The Patriot lost its shot at being a chick flick because it kept missing opportunities for Mel to remove his shirt (e.g. each time his shirt got severely blood-splattered).
Or ANYTHING with Julia Roberts. (The move she made with Morgan Freeman and the other with Mel excepted.)
As per the AMC Movie Theater adds:
Guy: “Yeah, but does it have boobies in it?”
Yes, Titus and Hamlet were real girly-girl movies. Not to mention Othello.
If the flick has Chris O’Donnell it’s usually on the chick side. Don’t let Vertical Limitfool you. He’s been trying to get back into any kind of movie ever since Ben Affleck made him obsolete.
While Chick Flick is a useful category, I do think it is limited. For one thing, it doesn’t distinguish a fairly good Chick Flick like Sleepless in Seattle from a very bad one like Message in a Bottle. There are a lot of gradations within the Chick Flick genre.
Apologists for Chick Flicks often insinuate that these films are actually of a higher quality than the mindless crap usually dished out by Hollywood. In fact, this is rarely true. In most cases, it’s just a different kind of mindless crap.
Chick Flicks are also sometimes naively characterized as those which are about genuine human emotion. But, there are many films such as Taxi Driver or Smoke which deliver compelling portraits of human emotions, but which would not be called Chick Flicks. Furthermore, the emotions expressed in Chick Flicks are often not all that genuine.
Some may blithely dismiss any Tear-Jerker as a Chick Flick, but this is by no means definitive, because there have been a number of male-oriented tear-jerkers made – The Cowboys, The Deer Hunter, Shane, Taps, Saving Private Ryan.
I’ve even known some people to take a feminist stance on Chick Flicks – that they are films in which women have voices, are empowered, etc. But this would actually be a short list of films. Most of what are called Chick Flicks are minted in pure patriarchy. Some, like Sleepless in Seattle, merely capitalize on female stereotypes. Others, like My Best Friend’s Wedding, divide women into Scheming Bitches and Supliant Princesses. And nothing says a woman’s place is her home quite like a domestic drama from the Lifetime Network, where you can catch films with titles like Murderer in my Bed, Her Father’s Past or Don’t Call that Woman “Mommy”.

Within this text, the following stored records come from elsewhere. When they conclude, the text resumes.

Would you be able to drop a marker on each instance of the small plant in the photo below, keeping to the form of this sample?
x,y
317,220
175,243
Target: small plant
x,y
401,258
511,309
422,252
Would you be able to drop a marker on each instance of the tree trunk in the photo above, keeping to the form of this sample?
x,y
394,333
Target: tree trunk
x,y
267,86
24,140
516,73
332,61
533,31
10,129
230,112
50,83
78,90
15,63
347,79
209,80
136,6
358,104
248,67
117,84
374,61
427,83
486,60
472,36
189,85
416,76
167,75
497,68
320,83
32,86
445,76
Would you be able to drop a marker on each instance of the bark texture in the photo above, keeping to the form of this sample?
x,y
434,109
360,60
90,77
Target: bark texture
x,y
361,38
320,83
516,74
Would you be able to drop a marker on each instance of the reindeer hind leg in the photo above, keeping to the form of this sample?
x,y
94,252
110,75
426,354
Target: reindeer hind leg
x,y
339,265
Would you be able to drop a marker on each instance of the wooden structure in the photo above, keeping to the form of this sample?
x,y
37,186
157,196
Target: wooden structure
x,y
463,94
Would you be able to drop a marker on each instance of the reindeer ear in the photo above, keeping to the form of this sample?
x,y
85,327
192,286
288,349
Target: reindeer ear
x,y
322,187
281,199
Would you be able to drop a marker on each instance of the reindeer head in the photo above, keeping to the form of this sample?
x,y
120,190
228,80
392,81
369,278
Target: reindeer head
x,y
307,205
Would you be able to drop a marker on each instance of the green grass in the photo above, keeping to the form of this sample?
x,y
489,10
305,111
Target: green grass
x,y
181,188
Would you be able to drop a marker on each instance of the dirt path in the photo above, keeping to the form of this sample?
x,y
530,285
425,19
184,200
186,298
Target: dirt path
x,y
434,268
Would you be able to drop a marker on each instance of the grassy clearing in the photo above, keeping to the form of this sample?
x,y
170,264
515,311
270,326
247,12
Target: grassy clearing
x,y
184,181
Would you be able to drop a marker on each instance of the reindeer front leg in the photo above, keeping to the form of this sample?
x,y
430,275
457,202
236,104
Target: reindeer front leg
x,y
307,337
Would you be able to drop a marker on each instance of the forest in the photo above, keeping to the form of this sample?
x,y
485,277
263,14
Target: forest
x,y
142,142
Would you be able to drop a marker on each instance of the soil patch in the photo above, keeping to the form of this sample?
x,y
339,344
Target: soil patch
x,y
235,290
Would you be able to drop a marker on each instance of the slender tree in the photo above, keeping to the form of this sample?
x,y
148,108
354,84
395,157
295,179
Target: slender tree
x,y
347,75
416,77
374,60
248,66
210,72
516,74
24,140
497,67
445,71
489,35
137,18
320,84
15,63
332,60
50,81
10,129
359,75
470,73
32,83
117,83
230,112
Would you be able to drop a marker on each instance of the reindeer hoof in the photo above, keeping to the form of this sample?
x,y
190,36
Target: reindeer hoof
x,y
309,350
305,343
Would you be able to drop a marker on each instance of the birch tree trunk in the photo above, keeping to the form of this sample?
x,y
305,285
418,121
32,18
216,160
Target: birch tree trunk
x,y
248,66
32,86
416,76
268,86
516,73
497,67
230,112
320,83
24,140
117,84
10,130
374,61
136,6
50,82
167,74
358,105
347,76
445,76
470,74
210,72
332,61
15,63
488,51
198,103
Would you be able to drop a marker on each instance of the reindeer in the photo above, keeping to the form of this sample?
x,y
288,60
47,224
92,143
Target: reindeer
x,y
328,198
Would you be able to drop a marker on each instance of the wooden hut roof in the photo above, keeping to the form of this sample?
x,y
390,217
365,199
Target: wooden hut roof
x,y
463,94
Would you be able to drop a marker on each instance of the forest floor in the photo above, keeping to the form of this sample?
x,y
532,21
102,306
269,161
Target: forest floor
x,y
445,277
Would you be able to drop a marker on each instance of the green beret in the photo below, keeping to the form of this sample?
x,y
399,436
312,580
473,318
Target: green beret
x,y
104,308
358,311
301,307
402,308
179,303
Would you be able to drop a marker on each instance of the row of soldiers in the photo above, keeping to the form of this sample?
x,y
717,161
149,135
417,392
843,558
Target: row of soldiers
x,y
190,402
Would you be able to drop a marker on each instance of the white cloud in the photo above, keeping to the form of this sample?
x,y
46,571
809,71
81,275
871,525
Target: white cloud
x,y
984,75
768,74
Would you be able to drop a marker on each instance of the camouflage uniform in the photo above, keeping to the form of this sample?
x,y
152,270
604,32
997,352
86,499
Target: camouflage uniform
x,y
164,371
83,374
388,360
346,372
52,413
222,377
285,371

I’m not sure this answers your question. What was it again?
I seem to recall that the first movie that I saw had ‘chick flick’ attached to it as a description was ‘Fried Green Tomatoes’. That year also had ‘Thelma and Louise’ I think. In fact, it may have been a good solid year of ‘chick flicks’.
I think the definition of a “chick flick” depends on the individual.
To me a chick flick is a movie that I will only watch because it will probably get me laid. “Female Perversions” is an example of a movie that my viewing earned me the post-cinematic sex. Horrible, horrible movie.
On the other hand I thoroughly enjoy movies that have no guns/titties/robots and lots of genuine emotion just as long as I can relate to some part of the movie.
One accurate description of the difference between guy movies and chick flicks that I heard recently:
“Women enjoy stories about one person dying slowly. Men enjoy stories about lots of people dying quickly.”
William Shakespeare’s Romeo + Juliet from Baz Luhrmann a few years back was a tough one to categorize here. I mean, a fairly high body count. Plus, have a few more guns in it? (I loved these - close up on a nickel-plated handgun engraved ‘Sword 9mm’. Classic.)
By way of defining what is not a ‘chick flick,’ my ex used to categorically denigrate any movie where the poster or video box showed someone holding a gun. I eventually ‘got’ her with Matrix. “Ha! You liked it, and they’re ALL holding guns!”